Albinism

What is Albinism?

Albinism is an inherited condition that is present at birth. In albinism, there is a lack of or a reduced amount of the pigment that produces the color for skin, hair and eyes. This pigment is called melanin. There are two types of albinism: one where only the eye (ocular albinism) is affected; and the other which involves the skin, hair and eyes (oculocutaneous albinism or OCA).

One person in 17,000 has some type of albinism. Albinism can affect people from all races and genders. It is passed down from parents to their children through their genes. In addition to ocular albinism, there are 4 types depending on the type of genetic defect.


What are symptoms of Albinism in the eyes?

No matter the specific genetic type of Albinism, the symptoms will be similar. The genes will determine the severity of the symptoms in each patient.

The symptoms common in Albinism include the following:

  • Nystagmus: Involuntary eye movements or “shaking”
  • Foveal hypoplasia: The central part of the retina (the inside part of the eye that perceives light and acts like the “camera film”) does not develop normally before birth and during infancy. This causes the vision to be decreased.
  • Abnormal head position: The child develops a preferred head position to decrease the abnormal eye movements (nystagmus) and optimize their vision.
  • Photophobia: sensitivity to bright lights and glare.
  • Strabismus: misalignment of the eyes
  • Iris, globe and retinal hypopigmentation: the iris (the colored area in the center of the eye) has no color to block out the light and it is easy to see through. The rest of the eye does not have normal coloration.
  • Refractive errors: patients may need glasses to correct for far-sightedness (hyperopia), near-sightedness (myopia) or astigmatism.
  • Optic nerve misrouting: the nerve signals from the retina to the brain do not follow the normal routes.
  • Vision can range from normal for those minimally affected to legal blindness (vision less that 20/200) or worse for those with more severe forms of albinism. Near vision is often better than distance vision. Generally, those who have the least amount of pigment have the poorest vision.

Who gets Albinism?

Albinism is passed from parents to their children through genes. 
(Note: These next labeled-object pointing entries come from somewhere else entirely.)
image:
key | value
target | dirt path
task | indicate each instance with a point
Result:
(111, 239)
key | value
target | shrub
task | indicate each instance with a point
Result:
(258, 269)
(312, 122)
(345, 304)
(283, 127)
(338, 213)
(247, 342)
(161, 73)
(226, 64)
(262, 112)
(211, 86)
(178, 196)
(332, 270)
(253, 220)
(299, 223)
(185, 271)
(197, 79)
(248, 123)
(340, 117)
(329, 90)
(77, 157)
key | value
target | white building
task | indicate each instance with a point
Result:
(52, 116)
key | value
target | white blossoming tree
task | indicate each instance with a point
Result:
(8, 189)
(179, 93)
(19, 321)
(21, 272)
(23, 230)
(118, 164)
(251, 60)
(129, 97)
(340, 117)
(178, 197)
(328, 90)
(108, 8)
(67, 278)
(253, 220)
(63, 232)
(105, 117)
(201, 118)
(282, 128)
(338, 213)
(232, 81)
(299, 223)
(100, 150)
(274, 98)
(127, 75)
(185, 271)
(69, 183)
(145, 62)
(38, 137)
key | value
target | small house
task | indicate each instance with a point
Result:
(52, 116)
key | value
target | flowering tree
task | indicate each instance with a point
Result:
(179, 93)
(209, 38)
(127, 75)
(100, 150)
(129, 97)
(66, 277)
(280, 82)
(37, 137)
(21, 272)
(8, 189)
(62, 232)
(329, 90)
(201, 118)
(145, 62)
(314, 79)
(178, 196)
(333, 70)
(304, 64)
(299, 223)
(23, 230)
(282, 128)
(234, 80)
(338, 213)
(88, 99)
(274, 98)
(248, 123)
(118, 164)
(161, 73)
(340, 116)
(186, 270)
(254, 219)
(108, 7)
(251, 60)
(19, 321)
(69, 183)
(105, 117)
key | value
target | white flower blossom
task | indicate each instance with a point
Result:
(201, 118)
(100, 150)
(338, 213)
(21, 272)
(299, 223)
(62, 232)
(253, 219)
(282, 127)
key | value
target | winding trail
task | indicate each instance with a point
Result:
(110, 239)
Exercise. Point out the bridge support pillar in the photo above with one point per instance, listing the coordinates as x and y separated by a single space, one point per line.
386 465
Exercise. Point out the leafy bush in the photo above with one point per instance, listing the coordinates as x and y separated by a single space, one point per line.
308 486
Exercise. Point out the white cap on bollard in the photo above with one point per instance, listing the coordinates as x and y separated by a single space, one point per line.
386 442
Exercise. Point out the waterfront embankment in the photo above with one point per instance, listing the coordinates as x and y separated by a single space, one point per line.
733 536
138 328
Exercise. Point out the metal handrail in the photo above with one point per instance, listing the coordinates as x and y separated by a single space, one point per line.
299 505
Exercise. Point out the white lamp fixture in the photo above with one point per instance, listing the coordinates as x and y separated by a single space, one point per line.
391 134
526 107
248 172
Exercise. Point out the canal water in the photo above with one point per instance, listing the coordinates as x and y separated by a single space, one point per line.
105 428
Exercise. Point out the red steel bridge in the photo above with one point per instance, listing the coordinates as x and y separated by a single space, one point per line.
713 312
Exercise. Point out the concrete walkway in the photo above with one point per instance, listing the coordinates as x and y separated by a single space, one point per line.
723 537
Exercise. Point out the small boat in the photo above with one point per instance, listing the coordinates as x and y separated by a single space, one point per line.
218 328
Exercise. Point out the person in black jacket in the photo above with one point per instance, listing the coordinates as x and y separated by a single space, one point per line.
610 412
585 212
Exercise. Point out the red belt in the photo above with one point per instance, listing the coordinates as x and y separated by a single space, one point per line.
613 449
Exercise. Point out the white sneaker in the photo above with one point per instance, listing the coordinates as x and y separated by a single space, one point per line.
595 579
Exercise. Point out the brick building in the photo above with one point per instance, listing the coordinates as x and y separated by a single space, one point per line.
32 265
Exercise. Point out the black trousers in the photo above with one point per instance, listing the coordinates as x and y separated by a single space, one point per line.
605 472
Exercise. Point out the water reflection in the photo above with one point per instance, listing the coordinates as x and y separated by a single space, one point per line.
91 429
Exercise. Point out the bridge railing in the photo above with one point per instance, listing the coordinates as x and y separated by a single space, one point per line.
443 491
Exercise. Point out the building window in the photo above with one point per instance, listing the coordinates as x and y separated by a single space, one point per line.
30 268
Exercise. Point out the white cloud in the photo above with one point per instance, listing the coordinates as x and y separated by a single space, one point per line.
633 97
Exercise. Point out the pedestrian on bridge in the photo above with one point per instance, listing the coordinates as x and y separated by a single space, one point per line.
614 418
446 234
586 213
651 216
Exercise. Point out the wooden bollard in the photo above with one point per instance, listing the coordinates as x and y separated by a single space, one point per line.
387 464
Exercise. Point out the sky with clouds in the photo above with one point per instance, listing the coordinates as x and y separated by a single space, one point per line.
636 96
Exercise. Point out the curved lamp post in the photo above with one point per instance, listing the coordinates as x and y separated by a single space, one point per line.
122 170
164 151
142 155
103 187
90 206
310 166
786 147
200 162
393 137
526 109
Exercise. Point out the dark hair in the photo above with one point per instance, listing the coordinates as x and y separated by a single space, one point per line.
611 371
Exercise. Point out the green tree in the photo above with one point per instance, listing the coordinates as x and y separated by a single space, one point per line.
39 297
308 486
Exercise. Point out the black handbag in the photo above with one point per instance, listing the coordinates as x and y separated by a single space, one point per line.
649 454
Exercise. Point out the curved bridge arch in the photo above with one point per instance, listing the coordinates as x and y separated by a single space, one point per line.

For most types of OCA, both parents must carry an albinism gene to have a child with albinism. The parents may have normal pigmentation but still carry the gene. When both parents carry the gene, and neither parent has albinism, there is a 25% chance at each pregnancy that the baby will be born with albinism.

For OA, the gene for albinism is located on an X chromosome. Females have two X chromosomes, while males have one X chromosome and one Y chromosome. X-linked ocular albinism appears almost exclusively in males. The gene for it is passed from mothers (who carry it without developing the condition) to their sons. The mothers have subtle eye changes that an ophthalmologist could identify, but they generally have normal vision. For each son born to a mother who carries the gene, there is a 50% chance of having X-linked ocular albinism.


What is the treatment for Albinism?

Albinism is a lifelong condition that does not worsen over time. Although there is no way to treat poor or absent production of the pigment or correct abnormal vision development, a proper eye evaluation and management are essential. There are many aids that can be provided to maximize the vision as much as possible. Glasses can be prescribed to improve vision and decrease light sensitivity. The abnormal head position and nystagmus can be improved with surgery. Eye misalignments can be treated with glasses or surgery as well. 

Lifestyle adjustments can also be made to help patients with reduced visual acuity associated with albinism. Students may need visual aids to maximize vision in the classroom. Students, parents and teachers should work as a team to consider preferential seating, lighting and optical aids to help with social and emotional growth. A low vision specialist can guide and help the patients and families with these recommendations.

Albinism does not typically cause intellectual disabilities and children with albinism usually have normal intelligence.

In addition, individuals with albinism are more susceptible to sunburn and skin cancer. Sunscreen and wide brim hats, as well as sunglasses and/or prescription lens tint are strongly encouraged. 


Are there any other medical conditions associated with Albinism?

There are two rare conditions that can affect patients with albinism.

Hermansky-Pudlak Syndrome (HPS) is associated with bleeding problems and bruising. Some forms are also associated with lung and bowel disease. HPS is a less common form of albinism but should be suspected if a person with albinism shows unusual bruising or bleeding.

Chédiak-Higashi syndrome is a rare disorder that affects multiple systems of the body. Symptoms are a weakness to infections, anemia (low blood count), and  hepatomegaly (enlarged liver).